PB440      Half Unit
Modelling Minds in Society

This information is for the 2025/26 session.

Course Convenor

Availability

Requisites

Recommended pre-requisites:

The Module is computational in nature and will use formal coding (R, Python, etc.). We recommend that students have some experience with R (or a similar language)

Additional requisites:

There is no pre-requisite requirements for taking the course, as the Harvard-Style seminars will give students the needed skills to complete the assignments and reach the Learning Outcomes. Of course, given the quantitative nature of the course, it is helpful is students have taken introductory quantitative classes such as MY451 or similar courses. In addition, while it is not a necessary requirement, it would be useful if students have used coding programs like R to conduct statistical analyses. 

The first half of the course focuses on individual-level computational approaches. We discuss the philosophical and scientific methodological assumptions that underpin the approaches to individual behaviour and exemplify this via Bayesian modelling. At the end of the first half, students should be able to generate their own Bayesian inference models of psychological and behavioural assumptions.

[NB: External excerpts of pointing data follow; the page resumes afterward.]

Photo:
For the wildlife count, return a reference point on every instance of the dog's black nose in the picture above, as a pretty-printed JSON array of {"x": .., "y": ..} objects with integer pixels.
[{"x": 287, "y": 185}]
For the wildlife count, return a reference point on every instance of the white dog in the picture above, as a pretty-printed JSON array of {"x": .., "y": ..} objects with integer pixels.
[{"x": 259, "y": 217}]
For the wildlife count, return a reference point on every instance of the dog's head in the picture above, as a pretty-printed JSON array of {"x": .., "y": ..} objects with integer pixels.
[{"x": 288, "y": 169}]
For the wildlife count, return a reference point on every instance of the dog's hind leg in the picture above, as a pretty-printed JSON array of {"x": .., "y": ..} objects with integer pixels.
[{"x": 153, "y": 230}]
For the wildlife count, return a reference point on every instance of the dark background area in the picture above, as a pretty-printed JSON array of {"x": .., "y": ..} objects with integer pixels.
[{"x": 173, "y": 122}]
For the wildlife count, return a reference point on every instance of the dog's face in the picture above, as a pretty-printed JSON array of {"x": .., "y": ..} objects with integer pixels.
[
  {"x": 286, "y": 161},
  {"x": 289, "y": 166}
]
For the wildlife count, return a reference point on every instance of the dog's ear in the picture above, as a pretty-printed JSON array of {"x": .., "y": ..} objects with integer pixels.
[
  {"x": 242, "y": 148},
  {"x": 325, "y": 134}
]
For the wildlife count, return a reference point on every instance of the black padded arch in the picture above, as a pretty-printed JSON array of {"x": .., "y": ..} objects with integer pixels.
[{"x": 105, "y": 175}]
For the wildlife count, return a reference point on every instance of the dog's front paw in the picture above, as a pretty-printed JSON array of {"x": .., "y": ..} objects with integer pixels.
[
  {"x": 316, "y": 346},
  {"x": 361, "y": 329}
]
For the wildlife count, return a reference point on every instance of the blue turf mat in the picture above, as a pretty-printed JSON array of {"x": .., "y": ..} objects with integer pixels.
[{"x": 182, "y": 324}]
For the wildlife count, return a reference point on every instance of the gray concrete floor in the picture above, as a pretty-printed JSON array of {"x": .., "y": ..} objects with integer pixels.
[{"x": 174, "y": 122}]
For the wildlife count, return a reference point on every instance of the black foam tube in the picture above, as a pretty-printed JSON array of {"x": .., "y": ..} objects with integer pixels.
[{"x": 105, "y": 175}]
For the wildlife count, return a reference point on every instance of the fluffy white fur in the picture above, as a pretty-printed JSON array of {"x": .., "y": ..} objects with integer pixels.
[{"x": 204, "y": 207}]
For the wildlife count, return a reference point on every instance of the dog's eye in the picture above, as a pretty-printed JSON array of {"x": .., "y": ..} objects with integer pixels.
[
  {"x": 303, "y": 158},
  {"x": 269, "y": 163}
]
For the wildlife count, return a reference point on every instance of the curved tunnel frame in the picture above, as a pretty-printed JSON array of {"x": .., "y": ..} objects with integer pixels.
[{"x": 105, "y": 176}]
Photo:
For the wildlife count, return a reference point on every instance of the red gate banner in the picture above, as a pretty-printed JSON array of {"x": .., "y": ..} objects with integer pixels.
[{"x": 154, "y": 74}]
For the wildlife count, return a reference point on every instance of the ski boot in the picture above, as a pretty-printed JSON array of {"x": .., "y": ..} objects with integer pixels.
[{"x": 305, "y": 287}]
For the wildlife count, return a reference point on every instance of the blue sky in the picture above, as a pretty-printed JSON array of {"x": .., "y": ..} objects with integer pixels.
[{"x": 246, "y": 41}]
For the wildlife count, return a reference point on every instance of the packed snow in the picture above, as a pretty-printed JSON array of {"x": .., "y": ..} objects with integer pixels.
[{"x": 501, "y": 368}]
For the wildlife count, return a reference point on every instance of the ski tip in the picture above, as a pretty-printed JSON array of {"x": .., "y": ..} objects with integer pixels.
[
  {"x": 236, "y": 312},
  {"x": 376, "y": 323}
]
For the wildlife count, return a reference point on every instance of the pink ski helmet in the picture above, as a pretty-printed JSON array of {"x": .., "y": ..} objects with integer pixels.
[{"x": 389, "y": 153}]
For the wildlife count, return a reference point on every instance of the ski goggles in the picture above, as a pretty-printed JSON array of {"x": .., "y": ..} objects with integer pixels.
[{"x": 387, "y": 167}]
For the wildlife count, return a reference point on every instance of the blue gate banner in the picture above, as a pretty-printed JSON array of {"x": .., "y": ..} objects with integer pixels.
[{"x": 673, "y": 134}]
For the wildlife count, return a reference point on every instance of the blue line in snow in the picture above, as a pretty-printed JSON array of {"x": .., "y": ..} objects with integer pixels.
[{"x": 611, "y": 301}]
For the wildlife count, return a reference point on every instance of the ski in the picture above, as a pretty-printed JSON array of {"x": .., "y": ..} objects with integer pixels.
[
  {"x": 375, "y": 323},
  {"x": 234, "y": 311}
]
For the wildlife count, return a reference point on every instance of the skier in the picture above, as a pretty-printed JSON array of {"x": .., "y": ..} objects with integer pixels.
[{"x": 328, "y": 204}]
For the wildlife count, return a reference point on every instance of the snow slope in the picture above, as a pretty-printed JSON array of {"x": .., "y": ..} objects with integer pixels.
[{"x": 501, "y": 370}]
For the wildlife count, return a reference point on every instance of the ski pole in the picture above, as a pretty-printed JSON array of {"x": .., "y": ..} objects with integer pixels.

The second half focuses on meso-level computational approaches. That is, behaviours that unfold in dynamic contexts where people decide what to do within socio-cultural, economic, and organisational constraints and where the actions of others can influence their behaviour. These interactions can cause feedback loops in the system, which makes system complex and malleable. We exemplify this via agent-based modelling. By the end of the second half, students should be able to generate the structure of a simple agent-based model.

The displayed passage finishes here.